Kate and William leaned in as Ms Mitchell cradled the koala close to the camera.
“She looks very well looked after. Grace looks like she has a very nice life there,” William said. “So sweet. She’s so cute,” Kate added.
They appeared visibly shocked after learning the koala population had decreased from 60-80,000 to an estimated 5-10,000 since the fires.
“That’s devastating,” William said.
Hearing of how the park had to close again to protect against coronavirus, William jokingly said: “Nothing like you guys going through a wildfire then a global pandemic coming along… it doesn’t help.”
The Duke and Duchess of Cambridge also spoke to five local business owners who suffered in the wildfires, which had affected almost half of Kangaroo Island.
First responders also appeared by video link to chat with the royal couple.
“It’s fantastic to hear about the community spirit in Australia as always, which is what Catherine and I see when we come down there,” William said.

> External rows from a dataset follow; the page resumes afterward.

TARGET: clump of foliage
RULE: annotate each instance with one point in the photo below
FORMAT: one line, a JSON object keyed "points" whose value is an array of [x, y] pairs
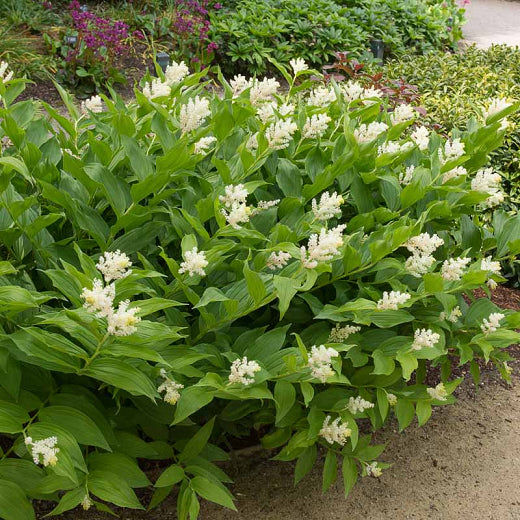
{"points": [[250, 33], [453, 86], [188, 268]]}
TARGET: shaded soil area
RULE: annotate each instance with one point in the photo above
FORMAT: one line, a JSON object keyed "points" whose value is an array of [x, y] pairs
{"points": [[463, 464]]}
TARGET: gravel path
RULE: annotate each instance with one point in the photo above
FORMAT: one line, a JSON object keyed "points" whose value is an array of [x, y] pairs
{"points": [[492, 21]]}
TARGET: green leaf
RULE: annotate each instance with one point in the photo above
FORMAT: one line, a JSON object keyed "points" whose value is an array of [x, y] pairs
{"points": [[210, 491], [305, 463], [284, 397], [196, 444], [111, 487], [170, 476], [330, 470], [13, 502]]}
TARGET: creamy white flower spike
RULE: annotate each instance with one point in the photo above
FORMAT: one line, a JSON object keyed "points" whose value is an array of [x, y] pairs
{"points": [[367, 133], [4, 75], [492, 323], [335, 432], [243, 371], [194, 113], [322, 97], [392, 300], [320, 362], [156, 88], [203, 144], [495, 106], [170, 389], [439, 392], [43, 451], [93, 104], [315, 126], [453, 316], [279, 134], [339, 334], [176, 72], [240, 83], [425, 338], [194, 263], [278, 260], [373, 470], [358, 405], [263, 90], [454, 173], [489, 182], [99, 299], [328, 207], [406, 177], [298, 65], [453, 268], [114, 265], [421, 137], [452, 150], [402, 113], [123, 321], [392, 399], [322, 247]]}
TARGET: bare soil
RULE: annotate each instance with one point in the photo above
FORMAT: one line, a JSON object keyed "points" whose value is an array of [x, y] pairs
{"points": [[463, 464]]}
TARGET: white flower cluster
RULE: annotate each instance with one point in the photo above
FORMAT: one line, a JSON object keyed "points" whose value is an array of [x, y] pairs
{"points": [[114, 265], [194, 263], [322, 247], [439, 392], [203, 144], [489, 182], [320, 362], [322, 96], [402, 113], [393, 147], [367, 133], [298, 65], [425, 338], [278, 260], [335, 431], [406, 177], [328, 207], [453, 316], [315, 126], [358, 405], [194, 113], [170, 388], [421, 137], [495, 106], [243, 371], [458, 171], [373, 470], [492, 323], [453, 268], [240, 83], [339, 334], [4, 75], [279, 134], [175, 72], [452, 151], [43, 451], [93, 104], [156, 88], [392, 300], [421, 246], [263, 90]]}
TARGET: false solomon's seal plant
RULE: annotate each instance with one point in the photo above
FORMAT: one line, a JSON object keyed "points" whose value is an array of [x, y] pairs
{"points": [[192, 267]]}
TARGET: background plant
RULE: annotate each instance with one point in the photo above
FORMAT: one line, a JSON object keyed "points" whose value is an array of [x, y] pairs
{"points": [[189, 268]]}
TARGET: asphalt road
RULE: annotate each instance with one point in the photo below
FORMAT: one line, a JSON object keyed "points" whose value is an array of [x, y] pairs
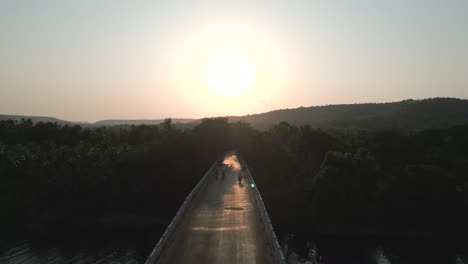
{"points": [[223, 225]]}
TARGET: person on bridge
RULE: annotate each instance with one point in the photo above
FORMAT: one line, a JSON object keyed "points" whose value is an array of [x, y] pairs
{"points": [[240, 177]]}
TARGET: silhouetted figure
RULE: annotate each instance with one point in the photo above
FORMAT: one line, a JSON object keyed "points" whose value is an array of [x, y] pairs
{"points": [[239, 177]]}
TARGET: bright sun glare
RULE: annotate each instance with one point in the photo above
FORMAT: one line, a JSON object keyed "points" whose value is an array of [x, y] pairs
{"points": [[229, 74]]}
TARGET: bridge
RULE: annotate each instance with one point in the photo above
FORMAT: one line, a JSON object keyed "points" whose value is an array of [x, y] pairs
{"points": [[220, 221]]}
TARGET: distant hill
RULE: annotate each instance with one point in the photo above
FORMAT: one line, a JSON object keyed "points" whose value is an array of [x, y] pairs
{"points": [[36, 119], [110, 122], [407, 114], [116, 122]]}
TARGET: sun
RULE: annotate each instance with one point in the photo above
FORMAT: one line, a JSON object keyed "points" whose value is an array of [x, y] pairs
{"points": [[229, 74]]}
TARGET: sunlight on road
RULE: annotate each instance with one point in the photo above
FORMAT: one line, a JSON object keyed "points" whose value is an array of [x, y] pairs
{"points": [[232, 162]]}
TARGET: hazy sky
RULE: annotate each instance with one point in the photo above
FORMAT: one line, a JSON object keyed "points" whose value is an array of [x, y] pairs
{"points": [[89, 60]]}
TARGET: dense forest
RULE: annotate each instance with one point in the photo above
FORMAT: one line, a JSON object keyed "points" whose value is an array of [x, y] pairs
{"points": [[342, 182], [66, 179]]}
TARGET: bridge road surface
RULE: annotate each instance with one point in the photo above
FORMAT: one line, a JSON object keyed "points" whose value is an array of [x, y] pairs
{"points": [[223, 225]]}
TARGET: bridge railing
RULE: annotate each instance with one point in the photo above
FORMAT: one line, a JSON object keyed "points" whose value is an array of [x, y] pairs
{"points": [[270, 232], [163, 241]]}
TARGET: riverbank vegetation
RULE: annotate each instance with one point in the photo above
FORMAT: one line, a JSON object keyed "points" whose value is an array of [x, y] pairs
{"points": [[388, 182]]}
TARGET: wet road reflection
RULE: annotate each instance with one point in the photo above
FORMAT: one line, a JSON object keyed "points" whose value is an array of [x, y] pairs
{"points": [[223, 224]]}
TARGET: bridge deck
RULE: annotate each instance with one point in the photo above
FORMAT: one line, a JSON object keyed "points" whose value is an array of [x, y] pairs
{"points": [[223, 225]]}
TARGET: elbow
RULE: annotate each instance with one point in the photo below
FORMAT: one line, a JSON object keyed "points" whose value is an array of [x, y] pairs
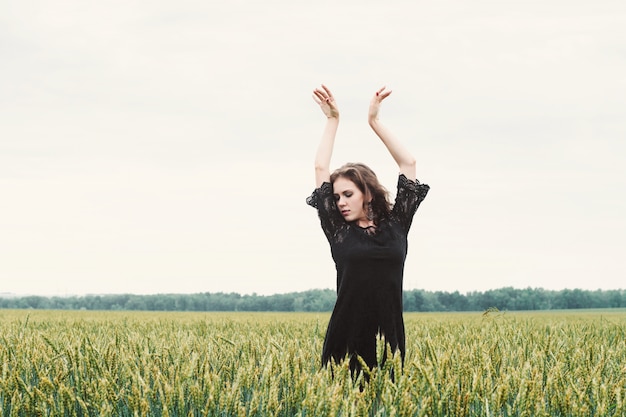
{"points": [[410, 163]]}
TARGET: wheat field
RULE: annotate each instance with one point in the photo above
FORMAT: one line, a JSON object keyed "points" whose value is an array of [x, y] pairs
{"points": [[81, 363]]}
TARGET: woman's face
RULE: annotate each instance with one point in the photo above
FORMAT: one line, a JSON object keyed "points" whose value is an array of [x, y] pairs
{"points": [[349, 200]]}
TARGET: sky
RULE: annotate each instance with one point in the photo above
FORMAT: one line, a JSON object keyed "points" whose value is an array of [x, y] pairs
{"points": [[167, 147]]}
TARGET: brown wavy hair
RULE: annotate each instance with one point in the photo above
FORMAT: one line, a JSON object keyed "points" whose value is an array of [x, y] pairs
{"points": [[365, 179]]}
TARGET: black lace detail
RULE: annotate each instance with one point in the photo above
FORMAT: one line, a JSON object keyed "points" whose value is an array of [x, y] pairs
{"points": [[331, 220], [408, 198]]}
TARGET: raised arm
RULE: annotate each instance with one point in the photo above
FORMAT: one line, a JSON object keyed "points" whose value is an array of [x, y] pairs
{"points": [[324, 98], [404, 159]]}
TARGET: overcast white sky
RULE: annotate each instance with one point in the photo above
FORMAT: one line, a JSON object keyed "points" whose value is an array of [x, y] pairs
{"points": [[167, 146]]}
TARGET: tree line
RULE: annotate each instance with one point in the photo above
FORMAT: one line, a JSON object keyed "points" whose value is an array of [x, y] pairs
{"points": [[321, 300]]}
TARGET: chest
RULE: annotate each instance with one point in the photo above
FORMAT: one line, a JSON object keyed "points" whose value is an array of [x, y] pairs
{"points": [[386, 246]]}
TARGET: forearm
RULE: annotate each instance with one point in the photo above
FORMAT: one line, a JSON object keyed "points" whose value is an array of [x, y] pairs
{"points": [[325, 151], [400, 154]]}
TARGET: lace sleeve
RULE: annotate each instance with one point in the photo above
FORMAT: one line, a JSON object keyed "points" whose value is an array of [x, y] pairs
{"points": [[408, 198], [323, 200]]}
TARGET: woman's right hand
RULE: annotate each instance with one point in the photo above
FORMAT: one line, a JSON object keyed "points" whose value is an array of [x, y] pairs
{"points": [[324, 98]]}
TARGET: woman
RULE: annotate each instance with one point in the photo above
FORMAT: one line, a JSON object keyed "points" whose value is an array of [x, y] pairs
{"points": [[368, 240]]}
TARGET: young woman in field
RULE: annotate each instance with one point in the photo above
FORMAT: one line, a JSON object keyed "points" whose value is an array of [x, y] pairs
{"points": [[368, 240]]}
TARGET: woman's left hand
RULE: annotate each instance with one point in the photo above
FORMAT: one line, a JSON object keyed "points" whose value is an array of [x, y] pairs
{"points": [[380, 95]]}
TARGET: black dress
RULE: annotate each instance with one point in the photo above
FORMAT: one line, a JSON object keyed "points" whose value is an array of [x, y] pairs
{"points": [[370, 269]]}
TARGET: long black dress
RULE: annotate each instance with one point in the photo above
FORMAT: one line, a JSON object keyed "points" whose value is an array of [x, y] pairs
{"points": [[370, 270]]}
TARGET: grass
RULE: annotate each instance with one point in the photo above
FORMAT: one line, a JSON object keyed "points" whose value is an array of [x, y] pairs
{"points": [[59, 363]]}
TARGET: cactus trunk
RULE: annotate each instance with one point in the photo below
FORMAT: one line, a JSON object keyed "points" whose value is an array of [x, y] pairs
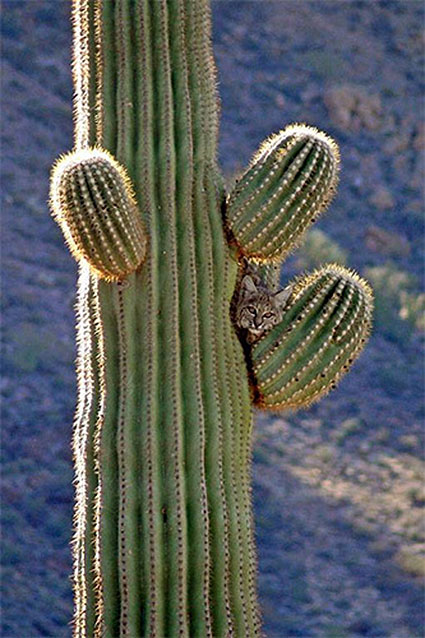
{"points": [[163, 542], [163, 524]]}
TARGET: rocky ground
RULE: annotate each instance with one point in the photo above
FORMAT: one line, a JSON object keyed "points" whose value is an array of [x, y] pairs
{"points": [[338, 489]]}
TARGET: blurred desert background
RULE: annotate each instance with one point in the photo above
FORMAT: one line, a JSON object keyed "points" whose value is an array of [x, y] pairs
{"points": [[338, 489]]}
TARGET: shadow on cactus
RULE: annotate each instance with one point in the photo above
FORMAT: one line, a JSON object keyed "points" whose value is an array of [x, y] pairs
{"points": [[163, 527]]}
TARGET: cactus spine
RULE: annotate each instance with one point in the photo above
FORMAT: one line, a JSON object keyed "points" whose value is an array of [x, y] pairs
{"points": [[163, 542]]}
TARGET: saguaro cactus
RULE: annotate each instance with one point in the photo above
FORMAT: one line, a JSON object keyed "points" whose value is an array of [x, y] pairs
{"points": [[163, 542]]}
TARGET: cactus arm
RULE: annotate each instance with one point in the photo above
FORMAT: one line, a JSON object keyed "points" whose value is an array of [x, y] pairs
{"points": [[290, 181], [163, 540], [322, 332]]}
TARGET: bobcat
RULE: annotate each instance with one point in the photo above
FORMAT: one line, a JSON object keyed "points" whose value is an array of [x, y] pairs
{"points": [[257, 308]]}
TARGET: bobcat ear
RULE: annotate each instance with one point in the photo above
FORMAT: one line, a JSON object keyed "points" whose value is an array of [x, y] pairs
{"points": [[282, 296], [247, 284]]}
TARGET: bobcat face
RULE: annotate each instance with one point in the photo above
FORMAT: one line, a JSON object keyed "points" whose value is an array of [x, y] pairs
{"points": [[259, 309]]}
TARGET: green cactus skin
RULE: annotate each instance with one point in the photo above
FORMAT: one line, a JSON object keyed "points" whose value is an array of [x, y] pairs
{"points": [[163, 532], [93, 202], [289, 183], [324, 329]]}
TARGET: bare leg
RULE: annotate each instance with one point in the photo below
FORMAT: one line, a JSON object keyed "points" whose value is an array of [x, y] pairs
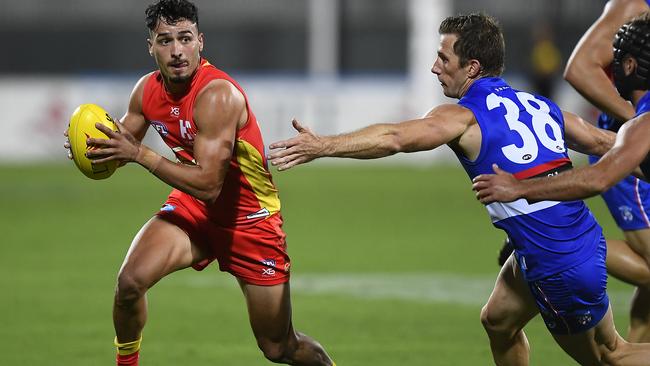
{"points": [[639, 244], [269, 310], [602, 345], [509, 308], [157, 250]]}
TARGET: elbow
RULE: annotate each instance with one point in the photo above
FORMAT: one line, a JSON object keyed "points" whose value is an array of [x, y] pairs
{"points": [[570, 73], [209, 194], [600, 184]]}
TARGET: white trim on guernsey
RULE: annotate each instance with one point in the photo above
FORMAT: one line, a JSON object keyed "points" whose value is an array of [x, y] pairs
{"points": [[500, 210]]}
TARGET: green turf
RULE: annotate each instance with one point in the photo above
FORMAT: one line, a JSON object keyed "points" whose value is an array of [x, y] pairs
{"points": [[64, 237]]}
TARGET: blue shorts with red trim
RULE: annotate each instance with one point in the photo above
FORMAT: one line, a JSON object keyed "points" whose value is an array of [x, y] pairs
{"points": [[575, 300], [628, 202]]}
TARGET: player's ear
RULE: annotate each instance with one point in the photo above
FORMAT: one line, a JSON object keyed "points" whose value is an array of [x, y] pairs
{"points": [[150, 46], [629, 65], [474, 69]]}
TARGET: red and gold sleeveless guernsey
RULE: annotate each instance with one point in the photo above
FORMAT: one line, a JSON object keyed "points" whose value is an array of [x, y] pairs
{"points": [[243, 227]]}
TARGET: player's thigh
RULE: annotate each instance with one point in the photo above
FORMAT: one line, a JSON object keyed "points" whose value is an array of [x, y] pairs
{"points": [[269, 310], [639, 241], [510, 305], [158, 249], [589, 347]]}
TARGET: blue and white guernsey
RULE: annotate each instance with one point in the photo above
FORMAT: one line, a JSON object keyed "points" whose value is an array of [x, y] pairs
{"points": [[524, 134]]}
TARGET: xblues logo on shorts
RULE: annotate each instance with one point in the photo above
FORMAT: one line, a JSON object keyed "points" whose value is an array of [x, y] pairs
{"points": [[270, 267]]}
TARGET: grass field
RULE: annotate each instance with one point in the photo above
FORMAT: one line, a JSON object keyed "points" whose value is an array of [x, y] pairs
{"points": [[390, 266]]}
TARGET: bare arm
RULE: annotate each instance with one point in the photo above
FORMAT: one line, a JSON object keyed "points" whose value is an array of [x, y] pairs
{"points": [[133, 120], [593, 53], [630, 149], [218, 111], [583, 137], [443, 124]]}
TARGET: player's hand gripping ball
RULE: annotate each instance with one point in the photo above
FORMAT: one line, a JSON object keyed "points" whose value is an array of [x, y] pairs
{"points": [[81, 128]]}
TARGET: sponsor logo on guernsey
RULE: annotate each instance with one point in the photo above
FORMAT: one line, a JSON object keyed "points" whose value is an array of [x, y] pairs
{"points": [[160, 127], [626, 213], [584, 319], [263, 212], [270, 267], [167, 207]]}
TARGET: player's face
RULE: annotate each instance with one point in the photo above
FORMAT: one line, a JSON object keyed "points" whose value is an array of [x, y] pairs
{"points": [[453, 78], [176, 49]]}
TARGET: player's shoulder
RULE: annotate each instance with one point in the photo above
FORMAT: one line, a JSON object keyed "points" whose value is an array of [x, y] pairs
{"points": [[453, 112], [625, 9], [220, 91], [140, 84]]}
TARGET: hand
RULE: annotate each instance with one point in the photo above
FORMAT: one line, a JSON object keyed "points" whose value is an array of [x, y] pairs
{"points": [[120, 146], [303, 148], [66, 144], [501, 187]]}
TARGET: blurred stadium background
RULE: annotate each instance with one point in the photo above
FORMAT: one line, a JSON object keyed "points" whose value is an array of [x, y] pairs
{"points": [[392, 259]]}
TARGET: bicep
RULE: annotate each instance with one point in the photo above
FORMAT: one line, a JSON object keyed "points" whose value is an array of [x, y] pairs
{"points": [[442, 125], [630, 149], [217, 113], [595, 46]]}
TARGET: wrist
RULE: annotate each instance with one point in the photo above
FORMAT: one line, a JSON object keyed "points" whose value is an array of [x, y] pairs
{"points": [[148, 158], [327, 147]]}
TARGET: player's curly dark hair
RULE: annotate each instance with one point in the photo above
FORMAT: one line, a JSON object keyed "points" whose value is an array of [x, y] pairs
{"points": [[171, 12], [479, 38]]}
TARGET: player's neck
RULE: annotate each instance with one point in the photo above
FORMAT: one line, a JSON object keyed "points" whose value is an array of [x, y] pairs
{"points": [[636, 95]]}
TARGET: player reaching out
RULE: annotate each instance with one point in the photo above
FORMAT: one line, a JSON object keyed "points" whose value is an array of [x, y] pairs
{"points": [[224, 205], [559, 269]]}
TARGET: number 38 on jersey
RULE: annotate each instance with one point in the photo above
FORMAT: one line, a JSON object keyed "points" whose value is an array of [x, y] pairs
{"points": [[545, 130]]}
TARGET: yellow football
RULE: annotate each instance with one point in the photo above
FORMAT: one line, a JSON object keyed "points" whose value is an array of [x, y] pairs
{"points": [[82, 127]]}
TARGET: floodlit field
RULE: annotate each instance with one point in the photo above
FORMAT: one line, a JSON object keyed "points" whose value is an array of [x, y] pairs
{"points": [[391, 266]]}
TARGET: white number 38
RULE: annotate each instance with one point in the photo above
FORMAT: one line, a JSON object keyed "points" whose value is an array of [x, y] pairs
{"points": [[541, 118]]}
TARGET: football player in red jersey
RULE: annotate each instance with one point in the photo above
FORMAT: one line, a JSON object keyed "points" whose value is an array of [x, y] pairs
{"points": [[224, 205], [629, 202]]}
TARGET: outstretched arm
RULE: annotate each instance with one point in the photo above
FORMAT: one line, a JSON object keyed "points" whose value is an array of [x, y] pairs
{"points": [[443, 124], [630, 149], [585, 70], [583, 137]]}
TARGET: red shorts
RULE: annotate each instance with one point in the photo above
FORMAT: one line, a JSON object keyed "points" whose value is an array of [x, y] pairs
{"points": [[257, 254]]}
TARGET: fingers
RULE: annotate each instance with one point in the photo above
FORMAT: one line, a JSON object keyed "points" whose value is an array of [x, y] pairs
{"points": [[120, 126], [281, 144], [109, 132], [297, 125], [278, 154], [289, 162]]}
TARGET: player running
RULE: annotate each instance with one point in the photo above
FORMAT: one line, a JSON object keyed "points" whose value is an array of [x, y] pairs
{"points": [[559, 265], [224, 205]]}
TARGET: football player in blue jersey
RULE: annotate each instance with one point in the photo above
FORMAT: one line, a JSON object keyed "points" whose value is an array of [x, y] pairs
{"points": [[631, 70], [558, 269], [589, 71]]}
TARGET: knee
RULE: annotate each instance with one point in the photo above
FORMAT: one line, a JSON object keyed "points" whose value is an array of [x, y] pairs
{"points": [[273, 351], [610, 354], [129, 289], [496, 321]]}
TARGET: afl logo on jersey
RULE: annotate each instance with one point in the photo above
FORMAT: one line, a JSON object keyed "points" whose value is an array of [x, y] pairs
{"points": [[160, 127]]}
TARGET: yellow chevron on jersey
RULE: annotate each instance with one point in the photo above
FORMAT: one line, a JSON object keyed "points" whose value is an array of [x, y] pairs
{"points": [[251, 165]]}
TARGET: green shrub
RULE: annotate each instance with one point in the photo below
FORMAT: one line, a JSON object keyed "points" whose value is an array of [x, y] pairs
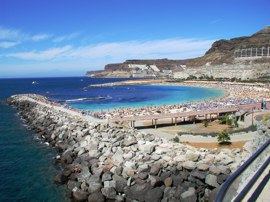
{"points": [[224, 137]]}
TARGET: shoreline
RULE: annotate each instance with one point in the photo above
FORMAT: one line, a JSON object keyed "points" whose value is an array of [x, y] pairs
{"points": [[98, 163], [233, 93]]}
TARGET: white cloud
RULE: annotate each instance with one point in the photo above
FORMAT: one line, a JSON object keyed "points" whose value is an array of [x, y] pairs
{"points": [[40, 37], [17, 36], [9, 34], [8, 44], [169, 48], [48, 54], [66, 37]]}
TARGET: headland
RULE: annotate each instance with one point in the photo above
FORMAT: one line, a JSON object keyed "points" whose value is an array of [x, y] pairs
{"points": [[106, 161]]}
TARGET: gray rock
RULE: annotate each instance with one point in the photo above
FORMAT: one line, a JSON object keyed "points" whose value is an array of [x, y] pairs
{"points": [[168, 182], [155, 169], [118, 170], [137, 191], [96, 197], [120, 183], [202, 167], [211, 180], [191, 156], [130, 141], [106, 176], [72, 184], [119, 198], [155, 180], [154, 195], [198, 174], [189, 195], [189, 165], [94, 187], [214, 170], [109, 192], [143, 175], [109, 184], [79, 195]]}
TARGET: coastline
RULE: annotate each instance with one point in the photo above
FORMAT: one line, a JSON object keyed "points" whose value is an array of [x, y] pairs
{"points": [[116, 170], [233, 94]]}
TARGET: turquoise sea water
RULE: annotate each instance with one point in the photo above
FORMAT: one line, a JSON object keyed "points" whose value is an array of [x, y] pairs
{"points": [[26, 164], [145, 95]]}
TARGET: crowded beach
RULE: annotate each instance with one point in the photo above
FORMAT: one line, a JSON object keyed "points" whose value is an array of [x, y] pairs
{"points": [[235, 94]]}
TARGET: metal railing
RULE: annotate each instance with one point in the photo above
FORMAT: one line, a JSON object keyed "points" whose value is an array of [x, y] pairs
{"points": [[241, 182]]}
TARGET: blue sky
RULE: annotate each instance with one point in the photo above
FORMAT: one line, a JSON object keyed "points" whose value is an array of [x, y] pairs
{"points": [[64, 37]]}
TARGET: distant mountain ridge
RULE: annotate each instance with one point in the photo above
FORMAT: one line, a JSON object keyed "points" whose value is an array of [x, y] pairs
{"points": [[221, 51]]}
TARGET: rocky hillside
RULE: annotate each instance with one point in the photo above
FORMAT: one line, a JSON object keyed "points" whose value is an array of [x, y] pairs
{"points": [[221, 51]]}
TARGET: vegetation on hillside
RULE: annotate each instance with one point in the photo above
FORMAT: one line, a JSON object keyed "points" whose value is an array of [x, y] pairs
{"points": [[224, 137]]}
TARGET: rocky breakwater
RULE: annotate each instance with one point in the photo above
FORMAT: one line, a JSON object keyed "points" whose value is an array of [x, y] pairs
{"points": [[110, 163]]}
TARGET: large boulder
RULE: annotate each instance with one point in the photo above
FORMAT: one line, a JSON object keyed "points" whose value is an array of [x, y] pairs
{"points": [[155, 168], [120, 183], [109, 192], [96, 197], [189, 195], [137, 191], [211, 180], [189, 165], [154, 194], [79, 195]]}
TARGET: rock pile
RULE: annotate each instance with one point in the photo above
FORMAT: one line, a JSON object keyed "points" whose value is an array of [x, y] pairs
{"points": [[109, 163]]}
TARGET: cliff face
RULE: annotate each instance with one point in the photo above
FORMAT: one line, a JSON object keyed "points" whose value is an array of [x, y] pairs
{"points": [[221, 51]]}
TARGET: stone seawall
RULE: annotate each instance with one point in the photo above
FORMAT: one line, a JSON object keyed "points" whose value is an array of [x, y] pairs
{"points": [[110, 163]]}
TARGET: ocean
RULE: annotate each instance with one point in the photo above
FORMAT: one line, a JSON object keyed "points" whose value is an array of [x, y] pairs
{"points": [[26, 164]]}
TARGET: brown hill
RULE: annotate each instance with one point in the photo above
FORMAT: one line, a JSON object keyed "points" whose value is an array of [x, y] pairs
{"points": [[221, 51]]}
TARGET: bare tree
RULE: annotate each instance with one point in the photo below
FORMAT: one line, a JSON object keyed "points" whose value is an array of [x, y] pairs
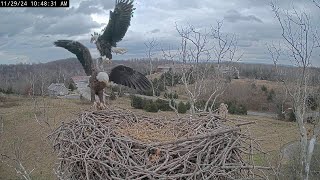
{"points": [[200, 49], [151, 45], [299, 41], [16, 161]]}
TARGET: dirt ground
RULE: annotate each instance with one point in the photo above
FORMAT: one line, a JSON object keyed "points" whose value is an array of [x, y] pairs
{"points": [[25, 123]]}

“Aussies are very good at looking after each other and it’s fantastic to see that you’re all pulling together.”
William and Kate praised the efforts of all those who had worked to tackle the spread of the fire.
That included Captain Mike Swayne, who spent five weeks fighting the blaze as a volunteer for the South Australian Country Fire Service.
He told the royal couple of how “hard going” the fires had been, saying he had been firefighting for 20 years and had never seen weather like it.
“It must have been terrifying,” William said.
“How many of you were having to tackle this monster?”
Mr Swayne said he had come to see it as a “great example of humankind coming to aid others” and praised his wife for her support.
Stephanie Wurst, a farmer who lost her home and farm as well as half her livestock, told the couple it was a “pretty traumatic time looking back at it now” and said “we’ve had so much support”.
The couple told the group: “I do hope all of you feel that you’ve got that support you’ve got someone you can speak to and somewhere you can go to receive support whether it’s financial or whether it’s just having a chat. Please do look after yourselves.”
William said he hoped to travel to Australia once the COVID-19 pandemic is under control and they were able to travel again.
“Hopefully Catherine and I when the world goes back to whatever normality we have in the future, we can come and visit you all and see Kangaroo Island for ourselves,” he said.
Queen cancels events
Meanwhile, Queen Elizabeth has been forced to cancel all large-scale events at her Buckingham Palace and Windsor Castle homes for the rest of the year due to the coronavirus outbreak.
“A variety of possibilities were examined to see if it was possible for investitures to safely take place in line with the guidelines,” Buckingham Palace said on its website on Thursday, referring to the ceremonies held when someone who has been awarded an honour receives their award in person from a royal family member.
“Sadly, due to the large numbers of guests and recipients attending, it was not possible to find a way of safely delivering these events in the current circumstances,” he added.